Inn and the man lying there stark and dead! The man she had danced with

but a week before! Dead! And for her! She cringed, and crouched down in

her chair, till her beaded frock swept the polished floor in a little

tinkley sound that seemed to echo all over the room, and before she

knew it her fear of being alone had brought her to her knees. To be

like the rest of the world--to be even more alike than anybody else in

the world, that had always been her ambition. The motive of her life

now brought her on her knees because others were there and she was

afraid to sit above lest their God should come walking by and she

should see Him and die! She did not know she put it that way to her

soul, but she did, in the secret recesses of her inner dwelling.
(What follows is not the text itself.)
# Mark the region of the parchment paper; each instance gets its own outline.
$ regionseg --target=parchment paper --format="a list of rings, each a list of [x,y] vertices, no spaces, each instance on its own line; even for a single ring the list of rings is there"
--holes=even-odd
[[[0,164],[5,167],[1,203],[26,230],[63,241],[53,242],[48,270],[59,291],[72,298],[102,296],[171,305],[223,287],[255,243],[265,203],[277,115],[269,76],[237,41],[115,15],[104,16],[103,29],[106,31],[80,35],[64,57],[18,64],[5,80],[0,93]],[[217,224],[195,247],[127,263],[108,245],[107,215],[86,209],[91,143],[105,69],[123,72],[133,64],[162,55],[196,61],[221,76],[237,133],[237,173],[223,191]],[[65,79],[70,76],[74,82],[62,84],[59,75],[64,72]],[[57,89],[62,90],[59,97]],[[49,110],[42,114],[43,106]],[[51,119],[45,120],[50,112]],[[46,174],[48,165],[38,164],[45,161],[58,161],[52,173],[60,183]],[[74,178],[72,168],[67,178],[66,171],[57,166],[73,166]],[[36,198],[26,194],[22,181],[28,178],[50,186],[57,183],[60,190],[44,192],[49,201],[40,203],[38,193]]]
Before they had scarcely got to their knees and while that awkward hush

was yet upon them the room was filled with the soft sound of singing,

started by the minister, perhaps, or was it his wife? It was

unaccompanied, "Abide with me, Fast falls the eventide, the darkness

deepens, Lord with me abide!" Even Laurie joined an erratic high tenor

humming in on the last verse, and Opal shuddered as the words were

sung, "Hold thou thy cross before my closing eyes, Shine through the

dark and point me to the skies." Death was a horrible thing to her. She

never wanted to be reminded of death. It was a long, long way off to

her. She always drowned the thought in whatever amusement was at hand.